Supporting code and notes

To help with your measurements, we are providing code that will spit out test cases using merge sort and insertion sort. If you call ~cs152/bin/mergetest 18 it will print out a definition of merge sort and a call to sort an 18-element array, so you can try
~cs152/bin/mergetest 1234 | ./uscheme
for example, to try out your own interpreter. A similar script called inserttest lets you try the exact same test but using an insertion sort. You will probably want to sort arrays of many different sizes as you gather your measurements. You should also look for other programs to measure.

We reserve the right to use different values of GROWTH_UNIT to exercise your collector, so you should be sure that your program works with any positive value of GROWTH_UNIT.

It is quite difficult to test a garbage collector, so the bulk of your grade will be based on your ability to convince us that you have implemented a correct collector. Don't forget to explain what you have done, and don't leave your explanation for the last minute!

Advice

Garbage collectors are hard to debug. The best advice we can give you is think first, code later. The temptation to dive into the code after noticing a bug can be very strong. Resist it. You have a puzzle in front of you: the interpreter produces the wrong answer when you type some particular expression. Experiment with similar expressions. Try to find the conditions under which the bug is exhibited. If the problem happens when a particular expression is given as an argument to a user-defined function, does the problem occur when given to a primitive function? If the problem happens using the val statement, does it happen if you use set instead? And so on. Before you go into the program, you should have gathered enough evidence from probing the interpreter to incriminate some specific section of code. Finally, don't overlook Section 4.6 of the book.

Extra credit

For massive extra credit, you may attack problem 11, 20, 22, 23, or 24 from Ramsey and Kamin. If you solve problem 11, major bonus points if you manage all objects using your conservative collector, not just Values.
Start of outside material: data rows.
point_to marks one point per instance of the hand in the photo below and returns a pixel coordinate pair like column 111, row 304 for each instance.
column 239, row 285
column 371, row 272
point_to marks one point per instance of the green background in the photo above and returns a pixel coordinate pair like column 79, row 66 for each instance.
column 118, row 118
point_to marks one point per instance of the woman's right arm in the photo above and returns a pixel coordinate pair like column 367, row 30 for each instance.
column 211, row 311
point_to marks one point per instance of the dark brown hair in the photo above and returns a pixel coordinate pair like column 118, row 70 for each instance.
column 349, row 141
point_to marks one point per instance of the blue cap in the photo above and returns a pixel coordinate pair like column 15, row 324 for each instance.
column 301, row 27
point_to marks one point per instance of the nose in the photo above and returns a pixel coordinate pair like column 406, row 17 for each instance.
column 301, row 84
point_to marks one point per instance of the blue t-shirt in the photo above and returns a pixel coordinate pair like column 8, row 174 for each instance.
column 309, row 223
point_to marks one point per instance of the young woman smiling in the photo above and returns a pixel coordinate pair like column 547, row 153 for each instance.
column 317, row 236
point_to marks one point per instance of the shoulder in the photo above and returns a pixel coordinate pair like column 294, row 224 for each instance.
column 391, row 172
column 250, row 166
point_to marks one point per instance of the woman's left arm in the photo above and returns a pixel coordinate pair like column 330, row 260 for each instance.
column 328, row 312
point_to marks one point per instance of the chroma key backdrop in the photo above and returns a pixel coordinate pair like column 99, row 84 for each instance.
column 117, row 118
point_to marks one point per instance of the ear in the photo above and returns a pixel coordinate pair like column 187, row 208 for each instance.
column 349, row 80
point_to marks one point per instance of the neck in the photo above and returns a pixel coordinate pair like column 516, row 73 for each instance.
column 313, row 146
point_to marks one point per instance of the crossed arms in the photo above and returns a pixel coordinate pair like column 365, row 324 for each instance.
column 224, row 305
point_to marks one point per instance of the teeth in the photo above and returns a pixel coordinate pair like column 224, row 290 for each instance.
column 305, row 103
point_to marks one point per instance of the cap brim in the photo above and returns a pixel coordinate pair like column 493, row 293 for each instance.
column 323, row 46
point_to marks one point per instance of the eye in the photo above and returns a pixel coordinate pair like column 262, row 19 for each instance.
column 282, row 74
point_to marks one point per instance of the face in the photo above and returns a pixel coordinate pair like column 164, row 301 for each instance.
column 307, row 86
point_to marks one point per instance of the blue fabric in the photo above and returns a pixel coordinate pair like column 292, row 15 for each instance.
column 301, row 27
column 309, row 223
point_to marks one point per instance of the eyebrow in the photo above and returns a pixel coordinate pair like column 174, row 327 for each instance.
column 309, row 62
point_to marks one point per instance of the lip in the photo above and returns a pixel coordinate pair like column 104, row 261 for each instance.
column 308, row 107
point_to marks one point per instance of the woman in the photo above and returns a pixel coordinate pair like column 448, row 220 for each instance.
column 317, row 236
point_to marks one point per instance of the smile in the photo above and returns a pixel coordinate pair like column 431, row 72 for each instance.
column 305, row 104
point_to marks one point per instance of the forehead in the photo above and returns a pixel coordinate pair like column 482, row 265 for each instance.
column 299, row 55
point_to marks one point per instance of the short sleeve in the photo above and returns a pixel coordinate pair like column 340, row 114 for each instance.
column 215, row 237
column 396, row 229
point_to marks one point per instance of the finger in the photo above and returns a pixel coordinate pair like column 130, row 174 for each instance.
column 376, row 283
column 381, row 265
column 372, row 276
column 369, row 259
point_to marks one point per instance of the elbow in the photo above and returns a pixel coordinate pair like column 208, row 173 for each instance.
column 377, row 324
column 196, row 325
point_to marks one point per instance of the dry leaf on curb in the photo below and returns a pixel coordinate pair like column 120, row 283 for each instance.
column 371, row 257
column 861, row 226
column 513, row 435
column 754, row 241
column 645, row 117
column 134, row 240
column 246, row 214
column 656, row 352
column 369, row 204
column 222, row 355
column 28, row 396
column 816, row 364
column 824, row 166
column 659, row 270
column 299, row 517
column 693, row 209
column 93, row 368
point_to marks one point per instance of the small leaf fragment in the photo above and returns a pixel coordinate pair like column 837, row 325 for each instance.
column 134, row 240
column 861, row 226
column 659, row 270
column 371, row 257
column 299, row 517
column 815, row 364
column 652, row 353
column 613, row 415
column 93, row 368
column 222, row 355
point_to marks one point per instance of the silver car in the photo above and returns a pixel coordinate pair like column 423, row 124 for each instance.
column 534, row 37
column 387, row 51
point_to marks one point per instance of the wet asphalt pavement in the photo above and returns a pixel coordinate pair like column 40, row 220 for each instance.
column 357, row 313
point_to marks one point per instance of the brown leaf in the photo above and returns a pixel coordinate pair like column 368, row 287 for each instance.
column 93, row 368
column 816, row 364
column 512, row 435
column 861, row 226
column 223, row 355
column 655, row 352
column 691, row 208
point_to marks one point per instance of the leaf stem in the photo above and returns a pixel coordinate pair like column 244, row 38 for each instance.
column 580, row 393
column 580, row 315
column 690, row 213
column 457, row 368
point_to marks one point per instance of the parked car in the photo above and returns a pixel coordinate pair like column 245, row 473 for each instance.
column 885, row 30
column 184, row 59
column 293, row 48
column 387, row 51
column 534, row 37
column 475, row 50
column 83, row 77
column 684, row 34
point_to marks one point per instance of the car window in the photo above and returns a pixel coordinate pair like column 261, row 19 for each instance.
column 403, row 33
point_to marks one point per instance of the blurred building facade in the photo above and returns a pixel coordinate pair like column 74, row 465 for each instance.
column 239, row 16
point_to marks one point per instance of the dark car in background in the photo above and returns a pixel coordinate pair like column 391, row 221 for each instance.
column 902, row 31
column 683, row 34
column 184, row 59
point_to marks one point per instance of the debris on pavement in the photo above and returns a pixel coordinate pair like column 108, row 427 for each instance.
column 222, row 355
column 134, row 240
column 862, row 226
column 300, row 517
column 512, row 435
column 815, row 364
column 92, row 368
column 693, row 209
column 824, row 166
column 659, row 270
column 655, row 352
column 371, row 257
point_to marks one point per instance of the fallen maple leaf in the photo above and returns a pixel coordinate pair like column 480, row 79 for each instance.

For massive extra credit, you may get the ``uScheme interpreter based on context semantics'' from the instructor, and port your garbage collector to that interpreter. The key new idea is that context semantics makes scanning for roots a piece of cake.

For modest extra credit, you may attack any other problem from Chapter 4 of Ramsey and Kamin. It is the instructor's opinion that problems 16 and 19 are probably the easiest of the remaining problems.

How to prepare your code and what to submit

To set up your directory, do the following:
cd ~/cs152
mkdir gc
cd gc
cp -r ~cs152/software/bare/uscheme-copy .
cp -r ~cs152/software/bare/uscheme-ms   .
This software is part of the textbook software distribution.

Whether you solve all the problems or only some, we expect you to submit at most two collectors. This is what we are expecting for Parts I and II:

Submit your solutions to Part III on paper. Please include a note indicating how many hours you spent on Part III.